CBS college basketball commentator Clark Kellogg told Sean Gregory of Time Sports that college basketball’s “culture” is screwed up.
“The AAU, the diminished value of playing to win – playing for rankings, that’s the be-all now,” says Kellogg. “That’s a disservice, that’s a terrible disservice. Because it means nothing. It doesn’t mean anything other than attention. It’s not going to serve you as a player.”
In addition, Kellogg said star athletes are coddled, smothered, and not allowed by coaches and parents to develop on their own. It’s important that a player gets his butt kicked by older heads at the park without mom and dad hawking. It builds character. That’s not happening enough.
“It’s making them tighter, it’s too much, it’s too much,” Kellogg says. “Too much control. Kids don’t get a chance to grow up.”
Not saying that every team has to run-and-gun at Syracuse ’80s levels. Some teams, like Wisconsin and Georgetown, are respected for their defensive prowess. That’s, traditionally, been the great diversity of college basketball: hundreds of teams with myriad styles, philosophies and innovative coaches.
Another prevailing thought is that the pressure to win has coaches less willing to release the reins and let their teams run lob city – free. Many of these old-school coaches are inflexible and talent-suppressing with their offenses.
Where are the masterminds of yesteryear who shaped the game with innovation and risk? Many college games have become boring half-court battles of the bore.
What we are seeing is the manifestation of every soul-selling, revenue-generating bad habit that has rotted college basketball. Like the unpolished freshman with one foot in the League and one foot in the dorm. The And1 era challenged the fundamental teachings of basketball, and turned it into a show.

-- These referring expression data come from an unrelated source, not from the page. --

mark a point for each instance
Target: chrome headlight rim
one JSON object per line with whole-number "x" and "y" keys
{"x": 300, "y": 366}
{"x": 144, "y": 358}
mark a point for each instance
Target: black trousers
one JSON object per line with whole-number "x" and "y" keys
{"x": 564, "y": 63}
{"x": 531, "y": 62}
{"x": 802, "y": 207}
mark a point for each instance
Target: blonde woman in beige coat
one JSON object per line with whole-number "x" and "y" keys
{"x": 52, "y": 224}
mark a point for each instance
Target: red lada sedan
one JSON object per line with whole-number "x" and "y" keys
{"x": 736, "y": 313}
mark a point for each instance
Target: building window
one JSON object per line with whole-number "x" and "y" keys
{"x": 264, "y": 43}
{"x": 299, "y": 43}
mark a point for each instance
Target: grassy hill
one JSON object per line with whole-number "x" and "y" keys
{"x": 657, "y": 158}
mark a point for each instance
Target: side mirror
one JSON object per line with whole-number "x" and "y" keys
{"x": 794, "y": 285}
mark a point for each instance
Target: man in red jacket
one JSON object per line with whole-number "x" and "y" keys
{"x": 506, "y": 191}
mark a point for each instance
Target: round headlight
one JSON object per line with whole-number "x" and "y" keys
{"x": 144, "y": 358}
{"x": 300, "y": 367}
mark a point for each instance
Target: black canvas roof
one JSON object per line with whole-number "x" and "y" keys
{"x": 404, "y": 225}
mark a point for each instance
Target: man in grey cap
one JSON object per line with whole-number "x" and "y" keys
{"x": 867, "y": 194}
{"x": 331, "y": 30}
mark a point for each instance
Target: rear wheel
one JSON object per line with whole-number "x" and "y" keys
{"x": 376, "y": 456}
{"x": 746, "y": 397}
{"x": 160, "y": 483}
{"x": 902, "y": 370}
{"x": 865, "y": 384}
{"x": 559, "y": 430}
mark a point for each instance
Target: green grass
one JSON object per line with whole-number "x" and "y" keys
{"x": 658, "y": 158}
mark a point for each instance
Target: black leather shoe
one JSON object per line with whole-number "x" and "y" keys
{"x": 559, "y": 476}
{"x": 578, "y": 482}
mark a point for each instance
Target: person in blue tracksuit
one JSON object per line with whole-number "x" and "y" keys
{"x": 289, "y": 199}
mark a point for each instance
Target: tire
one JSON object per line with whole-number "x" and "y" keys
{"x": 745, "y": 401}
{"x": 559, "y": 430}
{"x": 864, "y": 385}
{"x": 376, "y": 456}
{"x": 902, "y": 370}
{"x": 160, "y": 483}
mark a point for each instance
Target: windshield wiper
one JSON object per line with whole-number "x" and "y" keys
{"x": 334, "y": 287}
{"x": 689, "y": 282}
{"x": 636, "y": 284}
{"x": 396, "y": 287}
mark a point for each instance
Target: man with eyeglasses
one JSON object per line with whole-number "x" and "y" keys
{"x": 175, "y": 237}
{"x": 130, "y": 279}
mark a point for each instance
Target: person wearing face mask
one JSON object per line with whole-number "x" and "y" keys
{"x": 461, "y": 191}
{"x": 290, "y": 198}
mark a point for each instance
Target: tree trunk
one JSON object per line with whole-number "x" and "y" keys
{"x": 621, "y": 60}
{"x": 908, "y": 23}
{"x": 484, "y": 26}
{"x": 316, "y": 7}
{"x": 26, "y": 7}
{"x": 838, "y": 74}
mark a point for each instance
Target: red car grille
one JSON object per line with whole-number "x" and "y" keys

So fans are left with one shining moment, and a lot of so-so play. The silver lining for NCAA officials is that they really don’t lose any money because of the scoring L. March Madness will always have unshakeable, ritualistic appeal because of the drama, heightened sense of urgency, and what these games mean financially and institutionally to the schools involved.
March Madness smoke screens the deterioration of the actual product. People want winning basketball. It doesn’t have to be pretty.